Mary Magdalene, considered a saint by the Roman Catholic, Anglican and Eastern Orthodox Churches, is a controversial figure in the New Testament. Mary Magdalene is only mentioned by name three times in the Gospels, but her identity has often been intertwined with other women associated with Jesus' ministry. Some modern scholars and fiction writers have even suggested that this woman was secretly married to Jesus, or at least pursued an intimate relationship with Him.
There are a number of misconceptions surrounding the historical Mary Magdalene, most concerning her character and occupation. According to one popular belief, Mary was a well-known local prostitute when she first encountered Jesus and His disciples. According to the Gospels, however, she only "ministered" to Jesus, a term implying a gesture of material or spiritual support. Jesus is said to have delivered seven demons out of this woman, which some have translated as a sign of sexual impropriety. This theory is not supported by the Gospels, since Jesus cast out demons from both men and women.
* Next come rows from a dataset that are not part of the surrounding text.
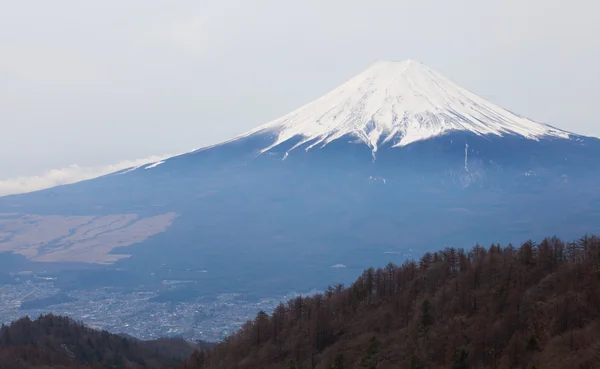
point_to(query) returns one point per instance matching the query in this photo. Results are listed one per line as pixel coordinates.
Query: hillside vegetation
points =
(59, 342)
(533, 306)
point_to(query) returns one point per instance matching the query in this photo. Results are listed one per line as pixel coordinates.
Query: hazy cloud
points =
(104, 80)
(71, 174)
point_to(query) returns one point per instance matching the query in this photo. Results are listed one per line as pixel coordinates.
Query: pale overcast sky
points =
(96, 83)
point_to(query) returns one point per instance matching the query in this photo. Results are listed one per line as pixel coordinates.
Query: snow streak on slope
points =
(399, 103)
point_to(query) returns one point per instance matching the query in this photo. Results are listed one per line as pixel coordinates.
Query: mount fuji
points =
(398, 160)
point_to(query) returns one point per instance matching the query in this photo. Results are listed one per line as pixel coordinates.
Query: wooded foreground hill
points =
(535, 306)
(59, 342)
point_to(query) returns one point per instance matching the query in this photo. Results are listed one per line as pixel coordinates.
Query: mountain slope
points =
(317, 196)
(399, 103)
(60, 342)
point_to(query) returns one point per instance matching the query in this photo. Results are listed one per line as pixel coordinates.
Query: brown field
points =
(86, 239)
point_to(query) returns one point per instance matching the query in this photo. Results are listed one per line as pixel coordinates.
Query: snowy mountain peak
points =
(398, 103)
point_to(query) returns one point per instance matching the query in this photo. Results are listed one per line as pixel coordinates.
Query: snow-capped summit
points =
(398, 103)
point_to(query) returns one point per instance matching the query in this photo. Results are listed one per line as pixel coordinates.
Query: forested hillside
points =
(533, 306)
(59, 342)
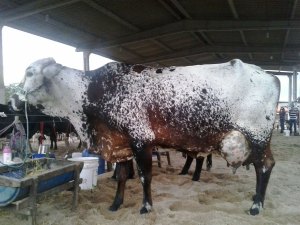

Mary Magdalene is also commonly confused with "Mary of Bethany", the sister of Martha and Lazarus. While both Marys continued to follow Jesus throughout His ministry, Mary of Bethany is thought to be the same penitent woman who anointed the feet of Jesus and wiped them with her hair. Mary Magdalene, on the other hand, is thought by some to be the unnamed "sinner" Jesus defends from an unjust stoning for adultery. This event is described as occurring before Jesus encountered this woman and exorcised her demons, however. The connection between the 'sinner' and Mary Magdalene seems to have been made centuries after the fact.
Mary Magdalene is also mentioned as a witness to the Crucifixion of Christ, perhaps comforting another Mary, the mother of Jesus. Following the removal of Jesus' body from the cross, Mary Magdalene is believed to have assisted in the traditional preparations of a Jewish burial. She is also the first of His followers to encounter the resurrected form of Jesus Christ, although He admonishes her not to embrace Him. Mary is also credited with breaking the news of Jesus' resurrection to the other disciples.
In her later years, Mary is said to have retired to the city of Ephesus, along with the Blessed Virgin Mary. Other traditions suggest that she actually moved to France and spent her last days as a Christian missionary in the region. Her remains are said to be kept in two separate reliquaries, with her skull resting in a grotto in a small Catholic church at La Sainte-Baume, France.